I moved closer, tentative, and put my hand on hers. Then they’re really blind, I said.
I suppose that’s the moment we became friends, rather than roommates; the moment the future started to get written.
The first-year classes at Bard were like panning in a river: they sifted people into groups, and before long it was easy to see the aggregates forming: the athletics groups, the drama people (with their little moustaches), the ghostly druggies, the frat boys. In the ranks of the English majors, I wasn’t sure where I fit in. I was neither welcome nor spurned by my classmates, but this was only because the rigours of reading left little time to develop social graces, and many of us were lonely. Relationships of a kind sprang up when you discovered someone in class held your opinion, although you might only discover this in the form of a well-rehearsed answer to one of the prof’s questions in a room of two hundred other English majors. “I liked what you said about The Faerie Queen” would be a safe opening gambit, but on the whole, the first-year English students were a raccoon-eyed, oily-haired group, whose interests (at least through to December) were restricted to epic poems declaiming the rewards of clean living. Without Molly at cocktail ground-zero, I wouldn’t have made any friends that first fall.

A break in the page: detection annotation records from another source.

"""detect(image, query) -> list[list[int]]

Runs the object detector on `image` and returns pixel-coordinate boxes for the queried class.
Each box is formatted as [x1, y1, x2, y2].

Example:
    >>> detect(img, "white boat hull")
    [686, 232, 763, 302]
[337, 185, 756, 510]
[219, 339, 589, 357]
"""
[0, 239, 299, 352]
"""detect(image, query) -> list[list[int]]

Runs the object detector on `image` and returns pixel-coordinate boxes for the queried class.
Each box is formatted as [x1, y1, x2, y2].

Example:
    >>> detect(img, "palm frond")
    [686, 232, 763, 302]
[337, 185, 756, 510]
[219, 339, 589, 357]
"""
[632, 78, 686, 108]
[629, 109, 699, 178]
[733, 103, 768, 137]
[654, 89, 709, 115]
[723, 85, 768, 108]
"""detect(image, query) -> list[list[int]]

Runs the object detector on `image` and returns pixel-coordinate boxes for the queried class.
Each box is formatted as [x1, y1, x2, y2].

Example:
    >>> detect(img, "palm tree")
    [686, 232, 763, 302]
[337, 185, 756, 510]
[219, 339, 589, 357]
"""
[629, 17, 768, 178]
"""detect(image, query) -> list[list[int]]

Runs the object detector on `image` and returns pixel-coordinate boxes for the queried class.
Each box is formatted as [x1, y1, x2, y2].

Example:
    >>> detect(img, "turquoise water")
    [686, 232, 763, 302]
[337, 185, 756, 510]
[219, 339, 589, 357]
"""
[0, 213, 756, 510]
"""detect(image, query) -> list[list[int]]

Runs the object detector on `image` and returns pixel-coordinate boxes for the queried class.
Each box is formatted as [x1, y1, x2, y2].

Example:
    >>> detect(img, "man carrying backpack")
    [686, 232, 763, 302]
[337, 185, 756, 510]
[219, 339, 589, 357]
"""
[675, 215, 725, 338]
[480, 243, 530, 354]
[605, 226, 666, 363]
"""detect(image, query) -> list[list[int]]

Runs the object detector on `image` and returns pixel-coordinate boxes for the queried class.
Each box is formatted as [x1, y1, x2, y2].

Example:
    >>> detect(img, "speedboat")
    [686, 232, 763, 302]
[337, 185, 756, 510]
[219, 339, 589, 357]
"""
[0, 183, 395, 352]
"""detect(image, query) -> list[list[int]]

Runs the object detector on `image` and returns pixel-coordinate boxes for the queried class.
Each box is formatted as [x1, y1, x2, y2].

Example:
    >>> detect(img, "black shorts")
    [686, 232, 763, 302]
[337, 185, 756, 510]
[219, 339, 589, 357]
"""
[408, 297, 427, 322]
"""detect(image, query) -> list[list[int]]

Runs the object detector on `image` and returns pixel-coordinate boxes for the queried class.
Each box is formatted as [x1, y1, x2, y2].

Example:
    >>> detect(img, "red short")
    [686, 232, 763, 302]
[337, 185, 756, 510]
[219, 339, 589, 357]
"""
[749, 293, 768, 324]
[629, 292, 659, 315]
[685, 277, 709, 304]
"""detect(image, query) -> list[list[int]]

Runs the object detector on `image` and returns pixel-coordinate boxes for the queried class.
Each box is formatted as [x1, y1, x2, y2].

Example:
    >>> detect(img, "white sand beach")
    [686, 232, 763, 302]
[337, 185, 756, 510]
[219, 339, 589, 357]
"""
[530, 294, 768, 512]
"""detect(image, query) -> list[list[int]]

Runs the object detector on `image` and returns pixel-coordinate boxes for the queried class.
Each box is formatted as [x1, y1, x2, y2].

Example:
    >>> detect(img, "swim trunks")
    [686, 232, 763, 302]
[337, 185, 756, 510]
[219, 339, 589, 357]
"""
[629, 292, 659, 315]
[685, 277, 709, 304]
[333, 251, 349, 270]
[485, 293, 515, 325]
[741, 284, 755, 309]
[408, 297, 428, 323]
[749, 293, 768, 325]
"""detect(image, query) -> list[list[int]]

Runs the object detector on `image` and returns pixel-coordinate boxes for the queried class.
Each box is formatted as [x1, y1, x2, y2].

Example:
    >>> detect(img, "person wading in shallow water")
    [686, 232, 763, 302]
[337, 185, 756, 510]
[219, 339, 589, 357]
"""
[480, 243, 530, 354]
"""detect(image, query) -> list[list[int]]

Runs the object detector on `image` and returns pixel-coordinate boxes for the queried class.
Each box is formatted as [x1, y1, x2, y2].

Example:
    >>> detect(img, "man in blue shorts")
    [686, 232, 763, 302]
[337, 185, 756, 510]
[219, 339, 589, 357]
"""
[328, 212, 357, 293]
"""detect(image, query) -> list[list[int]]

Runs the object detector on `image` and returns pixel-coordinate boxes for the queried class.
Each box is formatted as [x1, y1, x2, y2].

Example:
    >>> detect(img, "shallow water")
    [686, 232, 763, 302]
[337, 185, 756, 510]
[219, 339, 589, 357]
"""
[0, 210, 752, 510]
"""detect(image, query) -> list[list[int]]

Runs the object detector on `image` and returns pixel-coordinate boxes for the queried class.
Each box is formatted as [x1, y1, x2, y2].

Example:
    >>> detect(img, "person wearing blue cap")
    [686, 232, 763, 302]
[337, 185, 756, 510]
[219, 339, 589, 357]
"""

I took up racquet sports in the hope of meeting people on my own, and learned that panting and sweating was not the way to do it. Then Molly decided to sign us up for sculpture in our second semester. Mrs. Borovin, our teacher, arranged for the class to see a sculpture expo in Toronto that March. I’d never been to Toronto, even though it was only five hours north of Ovid, and I’d hardly even had a sense of it or Canada. The country above us always struck me as storage space, like an attic, so the revelation that there was art there was interesting, although odd. I have no memory of crossing the border in our old school bus, nor of coming into the city. I don’t remember the March weather, nor the look of the people, or even what the buildings looked like.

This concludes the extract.